Down came the paws of Nemesis, and lo, the injustice that I had done to Tom was revealed to me. His touch was masterly. I could not have been more amazed had I seen an elephant threading a needle. The whole episode was strangely blended of the uncanny and realistic. I found myself noting the angle at which Tom held his chin. He always raised it thus when his man shaved him, his head thrown back and his eyes half-closed.

Then gradually it dawned on me that I was taking keen delight in his rendition of that marvelous ballade in A flat major that Chopin dedicated to Mlle. de Noailles. There is nothing more thoroughly Chopinesque in all the master's works than this perfect exposition of the refined in art. Tom's rendering of the lovely theme in F major, one of the most delicate in the world of music, thrilled me with startled admiration. But a chill came over me. What would he do with the section in C sharp minor, with its inverted dominant pedal in the right hand while the left is carrying on the theme? Without both skill and passion on the part of the performer the interpretation of this passage is certain to be commonplace. But hardly had this doubt assailed me when I knew that Tom had triumphed over every obstacle of technique and temperament, that he was approaching the harmonic grandeur of the finale with the poise and power of genius in full control of itself and its medium.

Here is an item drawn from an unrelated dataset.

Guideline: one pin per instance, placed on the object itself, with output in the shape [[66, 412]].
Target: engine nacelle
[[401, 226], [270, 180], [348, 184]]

I have never fainted. Swooning went out of fashion long before my time, and I am devoted to the modern cult of self-control, but if it hadn't been for Mrs. Jack, who is really fond of me at times, I think that the last bar of Tom's Opus 47 would have seen my finish. The room had begun to whirl in a circle, like a merry-go-round in evening dress, when she steadied me by whispering:

"It's all right, my dear. Tom wins by four lengths, well in hand."

I came to myself in the very center of a storm of applause. Our guests had forgotten the conventionalities pertaining to a will-ordered musical. The men were on their feet, cheering. The women waved fans and handkerchiefs, and pelted Tom with violets and roses. The poor fellow sat at the piano in a half-dazed condition. A bunch of flowers, deftly thrown, struck him on the forehead, and he put his gifted hand to his brow as if he had just been recalled to consciousness.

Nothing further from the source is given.